I can’t speak to the merits on this, but it does raise an important question: what mechanisms are in place at the CFPB to go back and test such rules to ensure that they are appropriately balancing consumer protection with consumer opportunity.
February 4, 2013 | Permalink | No Comments
Florida Court of Appeals Held that Bank Defendant had Standing to Bring Foreclosure Claim and Plaintiff’s Due Process Rights were Not Violated
In Harvey v. Deutsche Bank Nat. Trust Co., 69 So. 3d 300 (Fla. Dist. Ct. App. 2011), the District Court of Appeal of Florida, Fourth District, held that Deutsche Bank had standing to bring a foreclosure action as holder of the promissory note, and Harvey’s (borrower/homeowner’s) due process rights were not violated when the Circuit Court denied his motion for reconsideration without a hearing.
On September 17, 2009, Deutsche filed a motion for summary judgment, along with an affidavit of indebtedness. However, on September 30, 2009, Deutsche filed an affidavit of lost note. At that point, the trial judge told Harvey that nothing would be done until the lost note affidavit was in the court’s file. On October 29, 2009, Deutsche filed a copy of the assignment of mortgage from MERS to Deutsche, with an effective date of March 31, 2009.
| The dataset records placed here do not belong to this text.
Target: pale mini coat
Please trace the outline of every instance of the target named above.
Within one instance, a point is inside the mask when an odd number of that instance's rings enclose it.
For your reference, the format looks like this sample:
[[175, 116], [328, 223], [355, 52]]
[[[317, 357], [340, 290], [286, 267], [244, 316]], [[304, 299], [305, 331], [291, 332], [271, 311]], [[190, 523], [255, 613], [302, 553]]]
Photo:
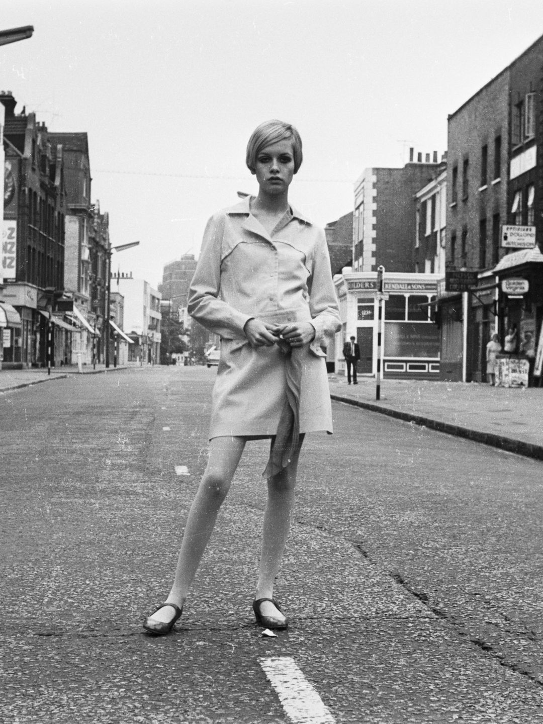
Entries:
[[272, 234], [250, 211], [249, 198], [214, 214], [188, 294], [188, 311], [221, 337], [210, 439], [276, 434], [286, 399], [285, 355], [277, 345], [253, 349], [251, 319], [310, 321], [315, 338], [303, 350], [300, 432], [332, 432], [325, 353], [341, 327], [324, 232], [290, 209]]

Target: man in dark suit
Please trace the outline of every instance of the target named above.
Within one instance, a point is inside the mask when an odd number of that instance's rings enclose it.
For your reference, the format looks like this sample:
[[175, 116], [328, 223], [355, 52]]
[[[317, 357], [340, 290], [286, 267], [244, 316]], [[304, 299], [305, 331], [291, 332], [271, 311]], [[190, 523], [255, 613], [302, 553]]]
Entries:
[[354, 337], [351, 337], [350, 342], [345, 342], [343, 345], [343, 356], [347, 363], [347, 382], [350, 384], [350, 369], [353, 367], [353, 384], [358, 384], [356, 381], [356, 363], [360, 359], [360, 348], [355, 342]]

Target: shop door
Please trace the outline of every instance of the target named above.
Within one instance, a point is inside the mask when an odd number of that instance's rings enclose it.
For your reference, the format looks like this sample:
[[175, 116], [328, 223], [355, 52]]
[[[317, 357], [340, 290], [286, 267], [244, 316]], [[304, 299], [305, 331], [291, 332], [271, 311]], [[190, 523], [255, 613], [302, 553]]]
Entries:
[[360, 359], [356, 365], [359, 374], [371, 374], [374, 365], [374, 328], [359, 327], [357, 340], [360, 347]]

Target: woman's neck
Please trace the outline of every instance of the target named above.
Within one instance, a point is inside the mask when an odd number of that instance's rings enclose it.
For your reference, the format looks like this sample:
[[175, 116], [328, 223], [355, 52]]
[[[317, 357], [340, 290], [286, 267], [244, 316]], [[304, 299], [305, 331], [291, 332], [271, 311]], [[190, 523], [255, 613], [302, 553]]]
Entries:
[[259, 192], [252, 203], [253, 211], [273, 216], [282, 215], [288, 208], [287, 193], [270, 196]]

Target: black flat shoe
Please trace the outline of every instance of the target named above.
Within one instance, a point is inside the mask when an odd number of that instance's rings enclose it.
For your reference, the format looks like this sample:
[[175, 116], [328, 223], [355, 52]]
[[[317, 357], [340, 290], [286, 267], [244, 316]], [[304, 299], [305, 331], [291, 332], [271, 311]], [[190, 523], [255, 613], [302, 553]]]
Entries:
[[[175, 615], [169, 621], [151, 621], [151, 618], [153, 613], [156, 613], [159, 611], [161, 608], [164, 608], [165, 606], [171, 606], [175, 610]], [[153, 613], [143, 621], [143, 628], [149, 634], [152, 634], [153, 636], [166, 636], [167, 634], [169, 634], [172, 629], [174, 628], [174, 624], [176, 621], [179, 620], [181, 618], [181, 614], [183, 613], [183, 607], [181, 608], [179, 606], [176, 606], [174, 603], [162, 603], [156, 608]]]
[[273, 616], [263, 616], [260, 613], [260, 605], [264, 601], [271, 601], [278, 611], [281, 611], [281, 607], [273, 598], [259, 598], [258, 601], [253, 602], [253, 610], [255, 612], [256, 623], [265, 628], [288, 628], [288, 620], [282, 620], [280, 618], [274, 618]]

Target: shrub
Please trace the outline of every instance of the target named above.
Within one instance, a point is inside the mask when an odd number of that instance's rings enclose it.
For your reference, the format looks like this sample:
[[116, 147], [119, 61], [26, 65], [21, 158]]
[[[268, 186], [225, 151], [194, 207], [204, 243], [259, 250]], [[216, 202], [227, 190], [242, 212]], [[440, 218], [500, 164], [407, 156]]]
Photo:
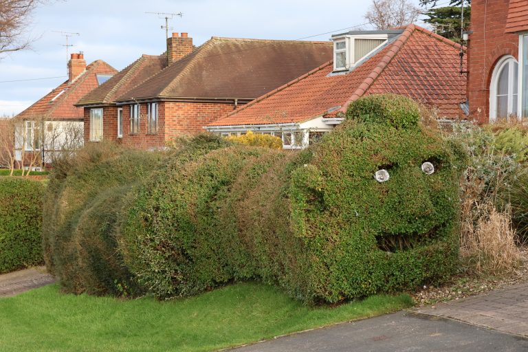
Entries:
[[40, 265], [42, 182], [0, 178], [0, 273]]
[[445, 279], [458, 258], [457, 155], [414, 118], [371, 109], [390, 123], [352, 116], [300, 153], [234, 146], [170, 163], [131, 199], [126, 265], [160, 298], [257, 278], [333, 302]]
[[470, 269], [477, 272], [512, 270], [519, 259], [518, 237], [512, 228], [512, 214], [515, 218], [519, 212], [508, 204], [512, 183], [521, 184], [517, 179], [523, 168], [516, 160], [518, 155], [509, 153], [513, 151], [507, 147], [509, 143], [499, 137], [509, 135], [508, 131], [504, 125], [482, 128], [461, 123], [454, 124], [448, 136], [469, 156], [460, 185], [460, 247]]
[[359, 122], [408, 129], [418, 126], [421, 120], [420, 109], [414, 100], [404, 96], [375, 94], [351, 104], [346, 117]]
[[220, 138], [181, 139], [167, 153], [93, 144], [59, 160], [50, 175], [44, 206], [45, 258], [69, 292], [117, 296], [144, 292], [124, 265], [117, 233], [129, 194], [166, 166], [226, 145]]
[[248, 131], [245, 135], [232, 135], [226, 138], [229, 142], [246, 146], [266, 146], [274, 149], [283, 148], [283, 140], [271, 135], [255, 134]]

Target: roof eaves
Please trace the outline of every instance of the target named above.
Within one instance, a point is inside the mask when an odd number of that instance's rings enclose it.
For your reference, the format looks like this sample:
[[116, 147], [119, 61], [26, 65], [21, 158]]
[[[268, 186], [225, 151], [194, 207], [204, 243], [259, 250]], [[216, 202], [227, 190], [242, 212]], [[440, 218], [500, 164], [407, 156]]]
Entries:
[[261, 100], [263, 100], [264, 99], [265, 99], [267, 98], [270, 98], [270, 96], [276, 94], [279, 91], [285, 89], [288, 87], [289, 87], [291, 85], [293, 85], [297, 83], [298, 82], [299, 82], [300, 80], [304, 80], [307, 77], [309, 77], [309, 76], [313, 75], [314, 74], [316, 74], [316, 73], [318, 72], [319, 71], [326, 68], [327, 66], [329, 66], [330, 65], [333, 65], [333, 60], [331, 60], [330, 61], [324, 63], [324, 64], [321, 65], [320, 66], [319, 66], [318, 67], [316, 67], [315, 69], [312, 69], [311, 71], [310, 71], [309, 72], [307, 72], [306, 74], [303, 74], [302, 76], [300, 76], [299, 77], [297, 77], [294, 80], [291, 80], [290, 82], [288, 82], [285, 85], [283, 85], [280, 87], [279, 87], [278, 88], [276, 88], [275, 89], [266, 93], [263, 96], [259, 96], [256, 99], [254, 99], [252, 102], [246, 104], [245, 105], [243, 105], [243, 106], [236, 109], [236, 110], [234, 110], [234, 111], [231, 111], [230, 113], [228, 113], [227, 115], [226, 115], [226, 116], [224, 116], [224, 118], [228, 118], [229, 116], [231, 116], [232, 115], [238, 113], [240, 111], [242, 111], [243, 110], [245, 110], [245, 109], [248, 109], [248, 107], [251, 107], [252, 105], [254, 105], [257, 102], [260, 102]]
[[60, 106], [63, 102], [68, 96], [69, 96], [70, 94], [72, 94], [72, 92], [75, 91], [75, 89], [77, 87], [80, 85], [85, 80], [86, 80], [90, 74], [96, 71], [97, 67], [101, 65], [101, 63], [102, 61], [100, 60], [96, 60], [90, 65], [89, 65], [87, 67], [87, 69], [82, 73], [82, 74], [76, 78], [76, 80], [72, 82], [71, 85], [68, 85], [67, 89], [64, 92], [63, 94], [60, 96], [60, 97], [59, 97], [59, 99], [57, 100], [58, 101], [56, 100], [54, 102], [53, 107], [48, 111], [48, 113], [46, 115], [50, 116], [53, 115], [53, 112], [55, 111], [55, 109], [57, 109], [57, 107]]

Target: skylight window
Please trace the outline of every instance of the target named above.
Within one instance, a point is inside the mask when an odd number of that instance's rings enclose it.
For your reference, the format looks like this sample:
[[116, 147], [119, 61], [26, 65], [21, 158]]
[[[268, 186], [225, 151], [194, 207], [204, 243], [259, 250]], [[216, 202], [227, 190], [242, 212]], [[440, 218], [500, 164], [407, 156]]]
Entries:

Harvey argued that the assignment was fraudulent because it was not filed until twenty days after Deutsche filed the foreclosure. But the trial judge claimed that there was no record evidence supporting Harvey’s position. Harvey then filed a motion for reconsideration which was denied by the Circuit Court. Harvey appealed claiming 1) summary judgment should not have been granted because a genuine issue of material fact existed as to Deutsche’s standing to foreclose and 2) the Circuit Court erred and violated Harvey’s due process rights by denying his motion for reconsideration without holding a hearing. Here, the Court held 1) because the note at issue was payable to AHMAI, indorsed in blank, and Deutsche possessed the original note and filed it with the Circuit Court, Deutsche’s standing could be established from its status as the note holder regardless of any recorded assignments. 2) Harvey failed to present evidence supporting her argument that the mortgage assignment had questionable signatures. And 3) due process does not require a trial court to hold a hearing before it denies a motion for a new trial. Thus, since the Circuit Court properly found that Deutsche had standing to enforce the note — based on uncontroverted record evidence—Harvey’s motion for reconsideration was properly denied without a hearing and summary judgment was properly granted.